Training Deep Learning Models to Work on Multiple Devices by Cross-Domain Learning with No Additional Annotations

In this paper, recently published in the journal Ophthalmology, Yue Wu and his co-authors developed a unique method for training a model to identify the retinal layers on optical coherence tomography images, with the key feature that the model works successfully on optical coherence tomography (OCT) images from a different OCT device than the one that was used to obtain the training data. Although the field of deep learning image analysis is rapidly advancing, one major roadblock is the problem of domain shift, where models trained on a particular dataset may experience significant performance degradation when applied to slightly different datasets from different hospitals, imaging protocols, or device manufacturers.
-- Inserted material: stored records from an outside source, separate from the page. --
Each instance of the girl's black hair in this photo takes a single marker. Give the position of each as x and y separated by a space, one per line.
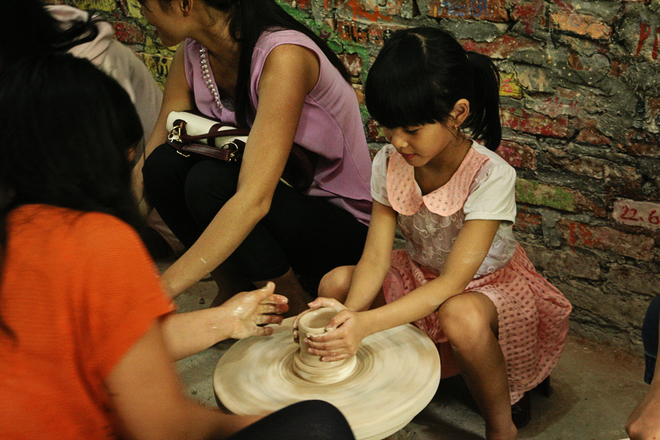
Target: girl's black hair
68 131
26 28
248 19
422 72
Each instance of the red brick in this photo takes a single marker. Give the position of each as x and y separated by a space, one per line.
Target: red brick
591 135
359 92
583 235
517 155
630 279
351 31
378 33
371 11
635 213
617 68
374 133
129 33
640 143
580 24
491 10
591 166
586 205
564 102
300 4
500 48
563 263
531 14
353 63
534 123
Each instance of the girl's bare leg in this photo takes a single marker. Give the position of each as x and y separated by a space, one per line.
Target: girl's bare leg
469 321
336 283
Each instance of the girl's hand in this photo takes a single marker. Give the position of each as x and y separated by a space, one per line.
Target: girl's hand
347 330
316 304
249 311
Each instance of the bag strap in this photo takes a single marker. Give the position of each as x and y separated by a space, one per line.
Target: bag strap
215 131
185 144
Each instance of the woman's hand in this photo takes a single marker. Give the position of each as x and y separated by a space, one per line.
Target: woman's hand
316 304
346 332
250 311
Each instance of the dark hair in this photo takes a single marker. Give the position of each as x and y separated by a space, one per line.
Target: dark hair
422 72
68 130
26 28
248 19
A. Schematic of traditional supervised deep learning framework, with A being training images, Alabel being labeled masks, and U being a U-Net. B, Schematic of GANSeg, where GA2B denotes the generator of style A images into style B and vice versa for GB2A. U is a single U-Net that segments all versions of images derived from A (A, A2B, and A2B2A) and compares them with Alabel. C, Sample 256 × 256 cropped OCT B-scans from Duke Heidelberg (left) and Topcon 1000 (right) devices highlighting differences between the devices.

This segmentation model, called GANSeg, was able to segment OCT B-scan images from a Topcon 1000 OCT machine in a completely unsupervised fashion, even though the only labeled data it had access to was from a Heidelberg Spectralis OCT machine. The authors used a generative adversarial network (GAN) in combination with a supervised U-net model to achieve this unsupervised cross-domain learning. GANSeg had access to only raw, unlabeled Topcon 1000 B-scans during training, which helped the GAN component of GANSeg learn the Topcon 1000 style so that it could be applied to the Heidelberg scans. In this way, the GAN component augmented the dataset by pairing Heidelberg labels with Heidelberg scans in the style of Topcon 1000, thereby allowing the U-net segmentation model to perform well on both Heidelberg and Topcon 1000 styles. GANSeg performed as well in terms of Dice score as human graders for the held-out test Heidelberg B-scans, achieving Dice scores ranging between 70% and 100%. for the different retinal layers. The authors also trained a U-Net on only Heidelberg images to serve as a baseline comparison, and this model was not able to perform as well as GANSeg on the images from the Topcon device.

Three example Topcon Maestro2 segmentations. The columns are, respectively, the raw B-scan, labels by Moorfields grader 1, GANSeg M predicted segmentation, and U-Net M predictions.

These results were exciting, demonstrating the potential to address a recurring limitation related to working with images form different imaging devices, and greatly increasing the generalizability of deep learning algorithms for supervised tasks such as classification and segmentation.

Wu Y, Olvera-Barrios A, Yanagihara R, Kung TH, Lu R, Leung I, Mishra AV, Nussinovitch H, Grimaldi G, Blazes M, Lee CS, Egan C, Tufail A, Lee AY. Training Deep Learning Models to Work on Multiple Devices by Cross-Domain Learning with No Additional Annotations. Ophthalmology. 2023 Feb;130(2):213-222.